The Bush administration misses no chance to trumpet its devotion to the ideal of upholding the rule of law at home and abroad. It has imposed sanctions on those regimes with a poor record in the rule of law, especially those suspected of torturing prisoners. Yet increasingly the evidence is that Washington is quite prepared to cut corners and split legal hairs to justify actions which, in less heightened times, US legislators and jurists would reject out of hand.
Guantanamo Bay in Cuba, Bagram air base in Afghanistan and Abu Ghraib in Iraq all serve to undermine American claims that they are behaving with justice and fairness.
Now comes no less serious evidence that US spies have been kidnapping terrorist suspects and handing them over to governments where beatings and torture are a regular part of the treatment of detainees, against whom no guilty verdict has yet been delivered by the courts.
Investigations are under way in three European states — Sweden, Germany and Italy — into the abduction of suspected international terrorists, who were then flown, often in US aircraft, to third countries for interrogation in order to wring confessions from these individuals.
If these strong suspicions are confirmed, then Washington will be convicted of deeply depressing cynicism. So far Bush administration officials have protested that as and when alleged terrorists have been handed over, often to their home countries, it has only been following an assurance from the local authorities that the men will not be tortured in order to extract information from them and will be given fair trials.
Human rights groups maintain that such protests are nonsense. Many suspects have been tortured and their trials have been travesties of justice.
It simply will not do for the United States to be a strident champion of human rights one minute and then use, either directly or indirectly, torture on people that it chooses to believe have somehow placed themselves beyond the protection of law. For a start, this double standard totally undermines all the criticism that Washington has launched against China, Russia, Cuba and Middle East countries for the selfsame abuse of human rights.
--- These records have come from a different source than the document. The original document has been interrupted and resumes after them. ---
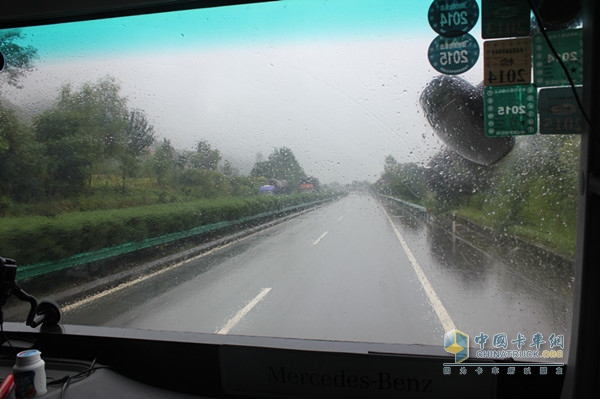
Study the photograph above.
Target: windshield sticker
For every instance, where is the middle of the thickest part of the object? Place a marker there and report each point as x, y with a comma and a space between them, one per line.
507, 62
453, 56
504, 18
451, 18
559, 111
569, 47
510, 110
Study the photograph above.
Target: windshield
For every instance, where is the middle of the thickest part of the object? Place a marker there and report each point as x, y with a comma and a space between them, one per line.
287, 169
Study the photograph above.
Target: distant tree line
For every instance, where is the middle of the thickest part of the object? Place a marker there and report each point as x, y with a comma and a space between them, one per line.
534, 186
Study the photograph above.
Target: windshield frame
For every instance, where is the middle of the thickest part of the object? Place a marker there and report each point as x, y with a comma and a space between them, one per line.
582, 369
World leaders who have to endure these self-righteous lectures from top American politicians can stifle a yawn and ignore them. In the tough world of realpolitik, maybe this duplicity is not so important. But among ordinary people across the world, it is.
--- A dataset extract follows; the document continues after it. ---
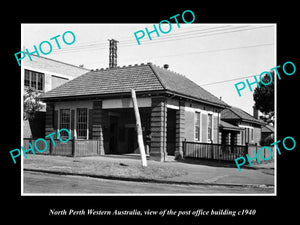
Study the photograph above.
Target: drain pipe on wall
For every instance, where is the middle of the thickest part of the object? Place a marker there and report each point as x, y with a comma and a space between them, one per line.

President Bush’s readiness to abandon his own high standards just whenever it suits him is corrosive of fragile confidence. Washington’s double standard is a betrayal of all those who hope that somehow America can take a leading role in the region and not only defeat Al-Qaeda but can also bring a just and lasting settlement to Palestine.
Tragically, every time the United States approves an abuse of human rights, it gives another victory to the terrorists and another defeat to all decent people, who expected better of the Land of the Free whose citizens pledge “liberty and justice for all”.